Many CEOs need guidance in deciding where to begin.
Most company leaders aware of RPA know they should look into it, but many are intimidated by the vast number of business processes that could feasibly be automated. This, paired with the view that automation is more related to cost-reduction than to revenue growth, causes many CEOs to delay getting the bot ball rolling, so to speak.
As private equity specialists Dave Noonan of RSM, Cory Eaves of General Atlantic and Tamas Hevizi of Automation Anywhere discuss, portfolio companies can overcome their hesitancy to automate tasks that were once manual, cutting expenses and improving accuracy in the process. These CEOs should know that many automation projects produce a return on investment more quickly and more powerfully than they may expect. Hevisi calls automation "the gateway drug to digital transformation."
RPA projects are "tangible, short-term projects," continues Hevisi. "They take the analog out of the processes, because a lot of the manual entry goes away."
Noonan backs up Hevisi's endorsement: "It is clear and obvious that there are tangible benefits—measurable and sustainable benefits—to implementing this type of a solution. It really comes down to a question of education—making CEOs understand that it can be done and it can be done in a way that's not overly intrusive to the company.

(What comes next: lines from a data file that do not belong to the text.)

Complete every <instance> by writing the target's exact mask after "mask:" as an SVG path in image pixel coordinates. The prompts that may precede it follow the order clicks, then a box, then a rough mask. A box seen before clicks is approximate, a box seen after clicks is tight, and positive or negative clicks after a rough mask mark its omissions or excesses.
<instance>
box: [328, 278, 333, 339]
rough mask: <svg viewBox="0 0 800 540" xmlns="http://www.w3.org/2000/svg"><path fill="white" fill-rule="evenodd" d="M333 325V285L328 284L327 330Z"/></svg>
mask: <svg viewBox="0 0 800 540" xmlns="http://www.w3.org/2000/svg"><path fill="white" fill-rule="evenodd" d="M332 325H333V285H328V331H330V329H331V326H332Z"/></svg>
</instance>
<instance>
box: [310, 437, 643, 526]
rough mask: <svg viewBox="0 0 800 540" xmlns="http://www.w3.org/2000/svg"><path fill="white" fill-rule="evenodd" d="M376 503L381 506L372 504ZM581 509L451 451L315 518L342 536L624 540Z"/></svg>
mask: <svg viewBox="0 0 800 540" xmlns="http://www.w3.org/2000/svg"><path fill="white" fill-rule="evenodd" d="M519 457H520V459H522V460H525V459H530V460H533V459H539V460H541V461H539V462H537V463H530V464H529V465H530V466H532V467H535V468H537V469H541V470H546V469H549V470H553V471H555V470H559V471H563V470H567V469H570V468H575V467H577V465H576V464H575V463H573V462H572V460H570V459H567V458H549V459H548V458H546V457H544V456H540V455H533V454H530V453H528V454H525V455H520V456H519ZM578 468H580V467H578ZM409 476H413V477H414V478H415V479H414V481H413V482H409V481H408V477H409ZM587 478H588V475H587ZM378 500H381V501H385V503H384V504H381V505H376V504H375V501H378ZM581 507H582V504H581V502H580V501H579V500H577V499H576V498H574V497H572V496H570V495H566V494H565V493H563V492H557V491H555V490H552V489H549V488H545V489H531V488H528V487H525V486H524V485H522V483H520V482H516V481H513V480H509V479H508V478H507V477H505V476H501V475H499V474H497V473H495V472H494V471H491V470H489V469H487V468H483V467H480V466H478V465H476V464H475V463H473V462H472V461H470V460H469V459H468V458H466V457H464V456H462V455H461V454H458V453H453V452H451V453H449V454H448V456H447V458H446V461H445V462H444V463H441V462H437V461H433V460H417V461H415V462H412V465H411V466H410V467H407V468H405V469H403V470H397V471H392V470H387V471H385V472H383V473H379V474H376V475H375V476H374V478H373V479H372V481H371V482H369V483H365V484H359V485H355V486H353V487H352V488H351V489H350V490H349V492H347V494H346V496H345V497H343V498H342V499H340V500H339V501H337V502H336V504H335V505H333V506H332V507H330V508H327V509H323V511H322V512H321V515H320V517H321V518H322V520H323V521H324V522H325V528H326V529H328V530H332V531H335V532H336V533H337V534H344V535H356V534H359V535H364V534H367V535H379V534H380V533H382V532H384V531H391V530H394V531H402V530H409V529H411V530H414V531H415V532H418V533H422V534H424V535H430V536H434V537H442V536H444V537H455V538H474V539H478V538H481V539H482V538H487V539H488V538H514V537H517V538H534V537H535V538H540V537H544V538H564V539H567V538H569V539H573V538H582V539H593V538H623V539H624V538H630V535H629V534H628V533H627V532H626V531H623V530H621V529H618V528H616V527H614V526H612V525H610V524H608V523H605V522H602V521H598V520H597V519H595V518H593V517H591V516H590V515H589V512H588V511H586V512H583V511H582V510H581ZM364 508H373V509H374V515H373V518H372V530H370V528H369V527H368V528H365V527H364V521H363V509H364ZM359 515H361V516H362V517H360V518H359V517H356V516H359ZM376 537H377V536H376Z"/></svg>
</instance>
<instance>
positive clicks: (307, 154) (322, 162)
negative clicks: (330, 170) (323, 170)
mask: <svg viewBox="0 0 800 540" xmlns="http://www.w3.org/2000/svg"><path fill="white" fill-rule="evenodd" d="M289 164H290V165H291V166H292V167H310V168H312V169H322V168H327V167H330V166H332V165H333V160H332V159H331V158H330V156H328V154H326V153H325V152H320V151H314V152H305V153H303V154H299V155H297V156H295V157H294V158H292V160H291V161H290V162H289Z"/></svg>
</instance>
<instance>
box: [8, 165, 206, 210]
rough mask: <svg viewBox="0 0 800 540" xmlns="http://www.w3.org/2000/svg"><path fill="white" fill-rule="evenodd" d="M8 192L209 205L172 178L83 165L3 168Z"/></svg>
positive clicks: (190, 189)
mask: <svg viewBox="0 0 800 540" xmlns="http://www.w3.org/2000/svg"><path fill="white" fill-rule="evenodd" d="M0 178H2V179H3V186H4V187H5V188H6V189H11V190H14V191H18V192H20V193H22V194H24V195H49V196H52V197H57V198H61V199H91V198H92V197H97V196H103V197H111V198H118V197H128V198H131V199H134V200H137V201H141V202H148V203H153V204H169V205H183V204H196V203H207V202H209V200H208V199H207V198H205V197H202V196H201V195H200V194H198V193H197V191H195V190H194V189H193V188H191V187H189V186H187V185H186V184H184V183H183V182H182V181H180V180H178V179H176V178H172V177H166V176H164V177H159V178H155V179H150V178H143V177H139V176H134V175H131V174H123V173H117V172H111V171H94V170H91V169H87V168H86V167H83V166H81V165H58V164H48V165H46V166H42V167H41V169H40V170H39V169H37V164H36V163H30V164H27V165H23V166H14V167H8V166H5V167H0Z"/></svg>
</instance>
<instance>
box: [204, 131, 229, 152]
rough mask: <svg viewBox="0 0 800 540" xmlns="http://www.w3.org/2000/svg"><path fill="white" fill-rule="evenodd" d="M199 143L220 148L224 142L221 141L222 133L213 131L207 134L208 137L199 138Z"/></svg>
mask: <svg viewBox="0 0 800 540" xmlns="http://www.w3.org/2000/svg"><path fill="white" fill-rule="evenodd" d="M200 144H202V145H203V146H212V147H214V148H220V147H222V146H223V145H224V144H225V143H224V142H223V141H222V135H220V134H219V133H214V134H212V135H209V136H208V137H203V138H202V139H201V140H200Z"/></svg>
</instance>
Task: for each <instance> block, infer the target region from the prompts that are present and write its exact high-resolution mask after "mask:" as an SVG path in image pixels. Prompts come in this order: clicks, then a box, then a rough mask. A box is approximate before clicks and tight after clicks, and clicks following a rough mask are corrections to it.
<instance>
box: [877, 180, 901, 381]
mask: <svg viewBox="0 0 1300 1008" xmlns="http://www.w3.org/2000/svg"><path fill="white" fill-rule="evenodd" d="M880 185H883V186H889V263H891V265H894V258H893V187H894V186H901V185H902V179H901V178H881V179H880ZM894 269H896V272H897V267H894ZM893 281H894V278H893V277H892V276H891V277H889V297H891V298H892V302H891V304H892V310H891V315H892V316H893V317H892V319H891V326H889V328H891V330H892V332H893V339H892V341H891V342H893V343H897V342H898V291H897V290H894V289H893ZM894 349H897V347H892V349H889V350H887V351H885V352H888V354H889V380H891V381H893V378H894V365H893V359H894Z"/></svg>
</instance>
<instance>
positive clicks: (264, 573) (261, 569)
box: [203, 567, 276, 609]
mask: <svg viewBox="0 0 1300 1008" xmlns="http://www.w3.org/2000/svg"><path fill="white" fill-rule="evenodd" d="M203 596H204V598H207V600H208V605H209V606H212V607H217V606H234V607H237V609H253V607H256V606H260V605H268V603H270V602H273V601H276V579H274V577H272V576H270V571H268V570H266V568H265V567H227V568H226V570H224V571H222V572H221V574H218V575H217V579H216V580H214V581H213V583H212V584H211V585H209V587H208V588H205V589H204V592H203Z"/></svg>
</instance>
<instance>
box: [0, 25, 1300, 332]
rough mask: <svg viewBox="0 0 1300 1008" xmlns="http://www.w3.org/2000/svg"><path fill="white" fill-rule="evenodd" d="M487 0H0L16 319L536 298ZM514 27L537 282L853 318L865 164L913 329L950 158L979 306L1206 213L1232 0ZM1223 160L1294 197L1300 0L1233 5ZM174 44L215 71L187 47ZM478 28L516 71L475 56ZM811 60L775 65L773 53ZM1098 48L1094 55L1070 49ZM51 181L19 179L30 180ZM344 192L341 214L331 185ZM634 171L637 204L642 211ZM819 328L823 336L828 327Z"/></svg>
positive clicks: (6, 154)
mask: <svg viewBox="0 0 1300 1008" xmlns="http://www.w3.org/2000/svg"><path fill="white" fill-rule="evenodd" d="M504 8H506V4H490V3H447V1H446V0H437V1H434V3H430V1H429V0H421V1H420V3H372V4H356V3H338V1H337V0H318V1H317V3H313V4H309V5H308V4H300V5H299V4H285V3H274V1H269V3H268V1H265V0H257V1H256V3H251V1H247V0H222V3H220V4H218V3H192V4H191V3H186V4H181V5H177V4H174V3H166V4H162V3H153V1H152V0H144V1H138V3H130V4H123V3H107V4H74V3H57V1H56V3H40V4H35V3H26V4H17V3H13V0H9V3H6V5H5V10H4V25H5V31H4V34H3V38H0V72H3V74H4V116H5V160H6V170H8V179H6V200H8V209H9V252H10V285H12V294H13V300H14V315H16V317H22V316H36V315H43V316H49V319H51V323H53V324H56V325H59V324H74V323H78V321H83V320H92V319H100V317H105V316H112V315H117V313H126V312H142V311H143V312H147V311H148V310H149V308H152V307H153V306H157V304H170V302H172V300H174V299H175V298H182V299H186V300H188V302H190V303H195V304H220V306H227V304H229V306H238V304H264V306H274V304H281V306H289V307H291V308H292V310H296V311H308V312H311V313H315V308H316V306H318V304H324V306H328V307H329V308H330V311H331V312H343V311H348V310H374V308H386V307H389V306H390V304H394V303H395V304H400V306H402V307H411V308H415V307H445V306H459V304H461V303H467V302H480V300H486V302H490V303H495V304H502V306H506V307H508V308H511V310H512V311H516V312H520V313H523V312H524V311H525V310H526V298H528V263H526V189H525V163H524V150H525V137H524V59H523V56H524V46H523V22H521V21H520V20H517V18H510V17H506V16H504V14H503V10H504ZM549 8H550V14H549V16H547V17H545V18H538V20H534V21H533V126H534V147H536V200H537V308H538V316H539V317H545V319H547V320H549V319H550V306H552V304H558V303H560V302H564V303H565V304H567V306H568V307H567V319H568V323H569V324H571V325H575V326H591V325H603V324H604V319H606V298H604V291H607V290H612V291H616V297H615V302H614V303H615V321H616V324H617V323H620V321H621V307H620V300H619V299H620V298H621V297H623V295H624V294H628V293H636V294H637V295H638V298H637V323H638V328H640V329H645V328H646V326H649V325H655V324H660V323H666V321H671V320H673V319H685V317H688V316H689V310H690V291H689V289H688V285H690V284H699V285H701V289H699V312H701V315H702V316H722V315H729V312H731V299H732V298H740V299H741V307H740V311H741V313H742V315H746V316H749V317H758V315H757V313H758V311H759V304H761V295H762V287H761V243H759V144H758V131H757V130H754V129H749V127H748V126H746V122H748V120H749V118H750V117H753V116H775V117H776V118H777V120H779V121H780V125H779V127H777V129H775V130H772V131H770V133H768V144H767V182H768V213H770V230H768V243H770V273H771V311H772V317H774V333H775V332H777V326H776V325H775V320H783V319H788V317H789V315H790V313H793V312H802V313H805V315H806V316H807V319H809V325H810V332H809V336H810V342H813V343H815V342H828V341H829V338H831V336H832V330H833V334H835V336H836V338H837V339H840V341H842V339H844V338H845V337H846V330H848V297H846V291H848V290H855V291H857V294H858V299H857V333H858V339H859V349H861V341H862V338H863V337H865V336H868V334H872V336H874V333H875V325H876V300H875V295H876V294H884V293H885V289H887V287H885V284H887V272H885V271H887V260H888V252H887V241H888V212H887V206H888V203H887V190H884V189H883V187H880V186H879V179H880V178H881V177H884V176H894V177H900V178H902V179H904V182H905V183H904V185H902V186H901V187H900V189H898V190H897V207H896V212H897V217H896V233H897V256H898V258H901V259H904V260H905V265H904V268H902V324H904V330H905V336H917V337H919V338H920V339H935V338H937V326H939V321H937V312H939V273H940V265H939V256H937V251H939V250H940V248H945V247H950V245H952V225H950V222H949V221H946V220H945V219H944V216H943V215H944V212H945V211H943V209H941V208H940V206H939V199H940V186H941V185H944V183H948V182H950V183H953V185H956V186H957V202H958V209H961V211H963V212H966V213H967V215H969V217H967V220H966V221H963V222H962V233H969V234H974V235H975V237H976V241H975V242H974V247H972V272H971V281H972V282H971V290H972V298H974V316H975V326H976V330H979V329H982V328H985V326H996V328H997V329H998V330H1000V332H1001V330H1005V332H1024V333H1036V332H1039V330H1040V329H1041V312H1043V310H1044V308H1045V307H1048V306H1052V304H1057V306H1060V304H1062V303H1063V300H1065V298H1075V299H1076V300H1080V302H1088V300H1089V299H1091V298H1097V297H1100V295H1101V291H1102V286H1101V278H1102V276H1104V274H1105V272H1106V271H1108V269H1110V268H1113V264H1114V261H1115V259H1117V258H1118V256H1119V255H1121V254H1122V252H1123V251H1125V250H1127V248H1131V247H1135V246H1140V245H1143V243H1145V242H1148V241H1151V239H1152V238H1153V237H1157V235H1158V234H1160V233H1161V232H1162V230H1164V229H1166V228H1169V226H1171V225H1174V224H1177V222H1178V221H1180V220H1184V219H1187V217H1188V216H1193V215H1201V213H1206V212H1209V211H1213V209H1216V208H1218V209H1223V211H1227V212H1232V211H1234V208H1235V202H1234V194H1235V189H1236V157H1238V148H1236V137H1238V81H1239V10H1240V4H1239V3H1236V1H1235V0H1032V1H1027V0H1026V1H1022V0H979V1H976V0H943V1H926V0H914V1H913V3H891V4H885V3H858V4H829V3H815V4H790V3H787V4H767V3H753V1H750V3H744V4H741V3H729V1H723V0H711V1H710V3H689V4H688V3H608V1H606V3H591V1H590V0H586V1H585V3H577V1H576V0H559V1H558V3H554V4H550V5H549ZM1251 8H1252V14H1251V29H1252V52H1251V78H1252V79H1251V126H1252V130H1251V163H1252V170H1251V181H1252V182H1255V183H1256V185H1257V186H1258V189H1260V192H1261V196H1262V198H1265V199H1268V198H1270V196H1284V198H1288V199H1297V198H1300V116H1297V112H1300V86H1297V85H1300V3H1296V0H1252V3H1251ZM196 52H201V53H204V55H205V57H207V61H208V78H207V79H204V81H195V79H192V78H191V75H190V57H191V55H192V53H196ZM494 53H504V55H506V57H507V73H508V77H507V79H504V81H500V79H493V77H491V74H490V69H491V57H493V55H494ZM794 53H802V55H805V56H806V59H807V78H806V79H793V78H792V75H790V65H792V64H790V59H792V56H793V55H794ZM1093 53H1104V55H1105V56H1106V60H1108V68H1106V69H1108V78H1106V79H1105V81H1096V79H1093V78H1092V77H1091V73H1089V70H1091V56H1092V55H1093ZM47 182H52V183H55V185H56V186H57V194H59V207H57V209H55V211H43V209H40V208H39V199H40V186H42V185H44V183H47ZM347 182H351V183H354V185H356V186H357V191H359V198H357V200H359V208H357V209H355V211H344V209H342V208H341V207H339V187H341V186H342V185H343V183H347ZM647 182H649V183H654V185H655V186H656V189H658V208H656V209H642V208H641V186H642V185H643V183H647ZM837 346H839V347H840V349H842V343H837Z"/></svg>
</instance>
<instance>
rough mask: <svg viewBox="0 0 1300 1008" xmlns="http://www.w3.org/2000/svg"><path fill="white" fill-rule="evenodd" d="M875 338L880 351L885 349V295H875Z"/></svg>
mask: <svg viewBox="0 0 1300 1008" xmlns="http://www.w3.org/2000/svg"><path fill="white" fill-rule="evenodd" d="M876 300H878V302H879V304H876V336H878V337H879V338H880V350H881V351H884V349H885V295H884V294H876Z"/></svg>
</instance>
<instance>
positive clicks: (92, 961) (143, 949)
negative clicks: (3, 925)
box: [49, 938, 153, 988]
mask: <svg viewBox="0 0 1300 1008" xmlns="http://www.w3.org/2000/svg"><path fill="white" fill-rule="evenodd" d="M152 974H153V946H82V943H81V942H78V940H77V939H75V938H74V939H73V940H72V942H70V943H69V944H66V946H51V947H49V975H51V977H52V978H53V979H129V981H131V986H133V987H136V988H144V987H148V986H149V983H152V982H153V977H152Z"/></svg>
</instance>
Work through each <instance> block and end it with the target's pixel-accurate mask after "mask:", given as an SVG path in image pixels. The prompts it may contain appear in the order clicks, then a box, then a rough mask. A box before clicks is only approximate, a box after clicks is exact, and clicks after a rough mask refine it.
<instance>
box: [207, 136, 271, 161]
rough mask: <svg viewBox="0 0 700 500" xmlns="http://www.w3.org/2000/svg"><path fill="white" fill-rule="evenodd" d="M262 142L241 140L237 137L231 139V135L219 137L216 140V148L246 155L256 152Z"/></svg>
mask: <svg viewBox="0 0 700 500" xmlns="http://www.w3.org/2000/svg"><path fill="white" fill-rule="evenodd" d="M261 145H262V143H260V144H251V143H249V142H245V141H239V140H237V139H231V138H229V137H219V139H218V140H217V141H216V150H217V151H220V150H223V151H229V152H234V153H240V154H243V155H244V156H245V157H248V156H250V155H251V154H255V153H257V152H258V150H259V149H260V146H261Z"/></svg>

And it can be done in a period of time that isn't going to be overly taxing either from a resource or a cost perspective. And the return is incredibly straightforward and measurable."
A portfolio company’s potential return on investment is the bottom line in any decision.
"If we can't draw a straight line between a dollar spent on a piece of software or consulting engagement to five to seven dollars in return, then you should probably keep the dollar," adds Noonan. "This is a place where it's evident that the return is there for the taking."